Aujourd’hui, de plus en plus, un système de confiscation de pouvoir se met en place, et pire, la dynastie se dessine, alors que les gens veulent passer à autre chose, à un véritable changement. Pensez-vous dans ces conditions que les choses peuvent s’arranger ?

Ce qui est important, c’est de faire en sorte que ce pays ne retombe pas dans le travers du passé. Le changement tant souhaité et réclamé par le peuple tchadien fait face à des résistances. Les anciennes méthodes de l’ancien régime sont là et font tout pour garder le statuquo non avantageux du tout pour le peuple tchadien encore moins pour le Tchad. Il est de la responsabilité de tous les tchadiens de se battre, mais si on se résigne et laisse faire, ces gens de leur propre gré ne feront pas de concession. Il est de la responsabilité du peuple tchadien dans son ensemble d’exiger de ceux qui dirigent la transition de respecter leurs aspirations. Le peuple veut le changement et l’alternance, surtout, une autre manière de gouverner. Au dialogue national inclusif, ceux qui se sont réunis ont parlé de la refondation. Et on ne peut pas faire la refondation avec les anciennes méthodes. Si on veut refonder, aller vers un Tchad nouveau, il faut gouverner autrement. On ne peut reprendre les gens qui ont mis le pays à terre pendant des décennies, et espérer apporter du nouveau. La refondation n’est pas un slogan mais un acte. C’est vrai dans la transition actuelle, il n’y a pas que les gens de l’ancien système qui sont là. Je ne dis pas aussi que tous ces gens devraient être bannis. Mais ils n’ont aucun droit et ne devraient pas être dans la transition. Ils devraient se rendre à l’évidence que le problème que connaît aujourd’hui notre pays, c’était de leur faute. Nous tous, sommes victimes de leur gouvernance. C’est aux tchadiens dans leur ensemble de mettre des garde-fous pour qu’on ne puisse pas retomber dans les mêmes méthodes de gouvernance.

  S’il y a un conseil à donner à vos camarades du Fact et d’autres mouvements rebelles qui continuent la lutte armée, ce sera quoi ?

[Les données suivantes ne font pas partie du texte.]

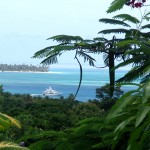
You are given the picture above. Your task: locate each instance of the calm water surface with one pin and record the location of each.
(63, 80)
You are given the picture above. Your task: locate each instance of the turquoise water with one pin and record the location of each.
(63, 80)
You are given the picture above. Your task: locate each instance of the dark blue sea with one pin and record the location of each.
(63, 80)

Ceux qui sont à l’extérieur ce sont des gens qui ont fui leur pays et vivent dans des conditions difficiles. Tous les mouvements rebelles se sont réunis à Rome et ont produit un communiqué qui est une offre de paix sans conditions. C’est une occasion pour les autorités de transition d’aller vers eux.

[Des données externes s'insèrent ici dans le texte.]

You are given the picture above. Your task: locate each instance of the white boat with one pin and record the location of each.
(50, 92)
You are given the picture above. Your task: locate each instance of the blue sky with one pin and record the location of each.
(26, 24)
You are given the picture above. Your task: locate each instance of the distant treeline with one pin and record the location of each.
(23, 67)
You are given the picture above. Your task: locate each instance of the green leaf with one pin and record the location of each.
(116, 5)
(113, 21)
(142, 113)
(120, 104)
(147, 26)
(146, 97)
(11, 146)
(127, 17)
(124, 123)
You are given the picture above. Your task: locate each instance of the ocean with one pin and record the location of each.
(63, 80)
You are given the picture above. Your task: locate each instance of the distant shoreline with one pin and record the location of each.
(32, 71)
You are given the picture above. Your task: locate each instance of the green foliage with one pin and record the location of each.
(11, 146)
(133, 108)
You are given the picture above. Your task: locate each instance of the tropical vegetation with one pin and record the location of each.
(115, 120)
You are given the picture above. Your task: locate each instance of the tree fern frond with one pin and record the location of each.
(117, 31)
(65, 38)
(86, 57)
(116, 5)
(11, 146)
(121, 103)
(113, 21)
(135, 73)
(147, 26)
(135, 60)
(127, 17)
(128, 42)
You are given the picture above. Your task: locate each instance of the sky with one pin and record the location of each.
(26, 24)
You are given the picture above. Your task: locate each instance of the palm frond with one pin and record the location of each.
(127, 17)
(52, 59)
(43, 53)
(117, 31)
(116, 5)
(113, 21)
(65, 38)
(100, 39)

Pour mes amis du maquis avec qui nous avons évolué ensemble, ce sont des gens qui sont plus pacifiques que moi, et s’il y a une offre de paix sincère, je crois qu’ils vont tous la saisir et rentrer. Que ce soient les Transformateurs, Wakit Tamma et autres qui sont en dehors du pays, nous devrons tous nous retrouver autour de la table.